The Marketplace, slated to be set up in the high school’s gymnasium, promises everything a gardener’s heart could possibly desire to round out and complement gardens, front and back yards and landscape needs, said Matthews.
“This year’s Marketplace includes vendors selling everything from unique garden art, plants, seeds, tools, books, furniture, gifts and much more,” she said. “Many local vendors have signed up, giving people the chance to buy unique creations while helping out our small businesses all at the same time. And our own Master Gardener’s Store features one-of-a-kind items crafted especially for the workshop; these purchases go to support ICMGF’s mission.”
Since the Marketplace opens Saturday from 8 a.m. to 5 p.m., there will be plenty of opportunities for workshop attendees to browse and shop. (The Marketplace opens to the general public at 10 a.m. for a suggested donation of $5.)
The third day of the workshop, Sunday, March 6, is designed to meet the needs of those who love all things gardening-related, but are more comfortable taking part in a virtual-style environment, Matthews explained.
“These classes and courses are every bit as informative as our in-seat offerings on Saturday. They are webinars covering topics such as how to grow tomatoes in the Pacific Northwest, Japanese Maple selection, kitchen gardening, wildfire preparedness landscaping, and a lot more.

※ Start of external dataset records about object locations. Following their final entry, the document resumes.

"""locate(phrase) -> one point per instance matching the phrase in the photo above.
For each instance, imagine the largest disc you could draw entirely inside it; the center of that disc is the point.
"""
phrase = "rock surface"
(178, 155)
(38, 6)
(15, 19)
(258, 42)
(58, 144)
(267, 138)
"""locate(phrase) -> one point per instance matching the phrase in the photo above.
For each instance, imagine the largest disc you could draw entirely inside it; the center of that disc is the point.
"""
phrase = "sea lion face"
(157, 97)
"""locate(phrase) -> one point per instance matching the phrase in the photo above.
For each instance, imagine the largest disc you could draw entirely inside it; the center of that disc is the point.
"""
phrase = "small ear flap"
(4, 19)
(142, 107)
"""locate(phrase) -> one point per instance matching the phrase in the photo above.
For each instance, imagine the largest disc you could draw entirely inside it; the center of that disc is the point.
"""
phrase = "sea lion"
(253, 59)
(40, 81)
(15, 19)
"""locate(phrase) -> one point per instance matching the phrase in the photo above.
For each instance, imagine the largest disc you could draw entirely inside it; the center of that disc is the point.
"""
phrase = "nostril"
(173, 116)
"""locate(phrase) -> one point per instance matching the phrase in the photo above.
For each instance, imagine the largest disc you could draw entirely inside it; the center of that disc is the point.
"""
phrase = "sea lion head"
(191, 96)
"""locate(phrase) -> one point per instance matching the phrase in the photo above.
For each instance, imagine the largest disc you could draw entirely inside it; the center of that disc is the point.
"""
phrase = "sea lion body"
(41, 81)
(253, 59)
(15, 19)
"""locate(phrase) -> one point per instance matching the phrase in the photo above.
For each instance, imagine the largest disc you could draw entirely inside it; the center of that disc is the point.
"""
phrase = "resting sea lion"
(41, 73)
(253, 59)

Those who purchase the webinar-only format will have access to the webinar recordings until March 29,” she said.
“There will also be an online Master Gardener plant clinic offered during the lunch break,” continued Matthews. “And of great interest to many of us is a presentation, ‘Gardening for Life,’ by author/gardener Toni Gattone. She will share ways, in her own words, on how to garden smarter, not harder. Gattone’s book, ‘The Lifelong Gardener: Garden with Ease and Joy at Any Age,’ is also available in our bookstore.”
Island County Master Gardener Foundation states its mission “is to help gardeners through education and outreach.” The annual gardening workshop may be its signature event, but it supports many other endeavors, Matthews said.

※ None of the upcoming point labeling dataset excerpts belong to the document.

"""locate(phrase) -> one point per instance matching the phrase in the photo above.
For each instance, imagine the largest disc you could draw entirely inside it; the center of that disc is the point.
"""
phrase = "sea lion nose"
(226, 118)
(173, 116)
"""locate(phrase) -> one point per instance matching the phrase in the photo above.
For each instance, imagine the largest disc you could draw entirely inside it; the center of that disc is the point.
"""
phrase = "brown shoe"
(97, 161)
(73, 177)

“Throughout the year, we also conduct smaller projects, such as plant clinics at farmers markets. We assist with school and community gardens. And we also oversee the demonstration garden at Greenbank Farm,” she said.
Surprisingly enough, Matthews describes her own gardening experience as having a somewhat limited beginning.

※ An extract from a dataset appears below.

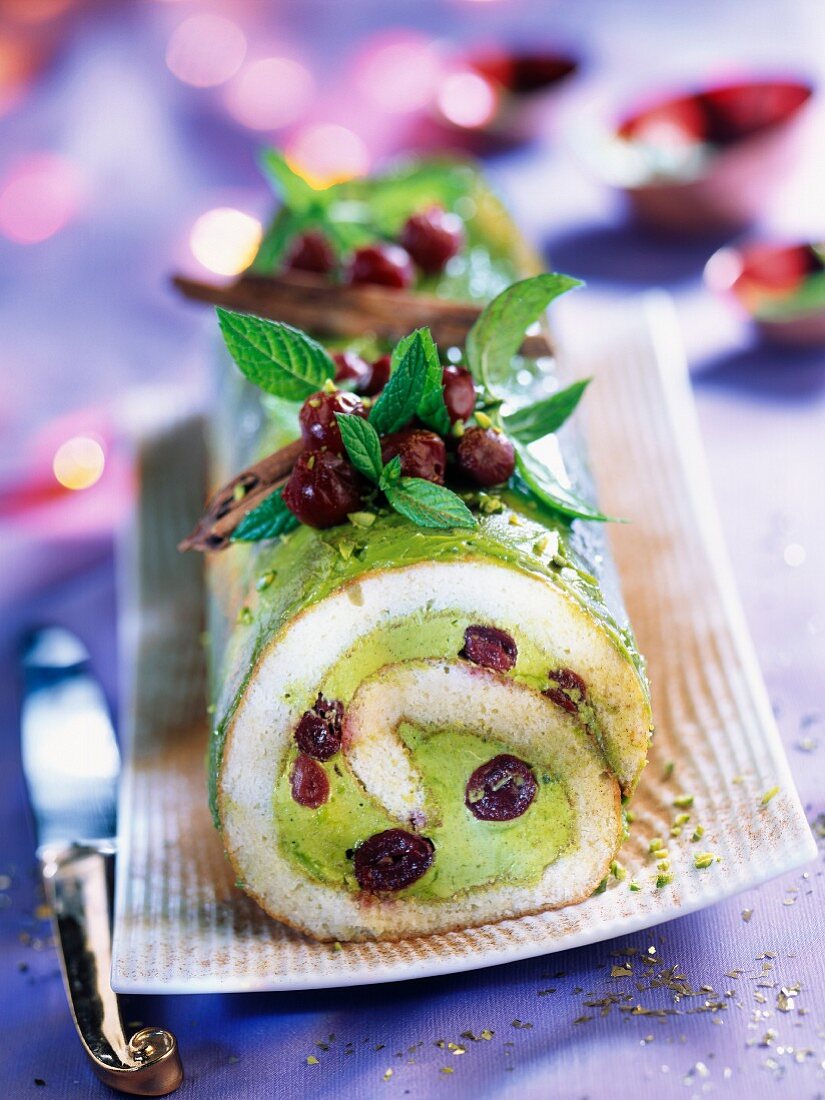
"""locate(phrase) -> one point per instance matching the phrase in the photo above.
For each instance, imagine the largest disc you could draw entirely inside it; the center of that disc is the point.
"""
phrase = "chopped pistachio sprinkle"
(362, 518)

“I’m a recent convert to all this. For me, it started five years ago when I moved into a new house with no trees, landscape, or garden to speak of – nothing but dirt.
“I joined ICMGF for improvement ideas,” she continued. “Not only did I receive a very comprehensive education on that, but I found a wonderful community of people, too. So I decided to stay, not only for the mission, but for the community. And now I have trees, shrubs, flowers, and two gardens of my own, front and back yards.”
The benefits of home gardening are almost too many to number, Matthews said.
“You’re adding beauty to the environment. A lovely landscape enhances not only your own property but that of your neighborhood,” she said. “It provides sanctuary for birds and endangered honeybees. And there’s just something about seeing the results of your labor in the land, that’s tremendously rewarding.”
Following public safety guidelines, ICMGF would like to remind participants that admission to the workshop requires either proof of COVID-19 vaccination or a test taken within the past 72 hours that is negative. Masks will be required for all indoor and outdoor events.
Complete descriptions of all the workshop course offerings and packages available are given on the ICMGF website, whidbeygardening.org.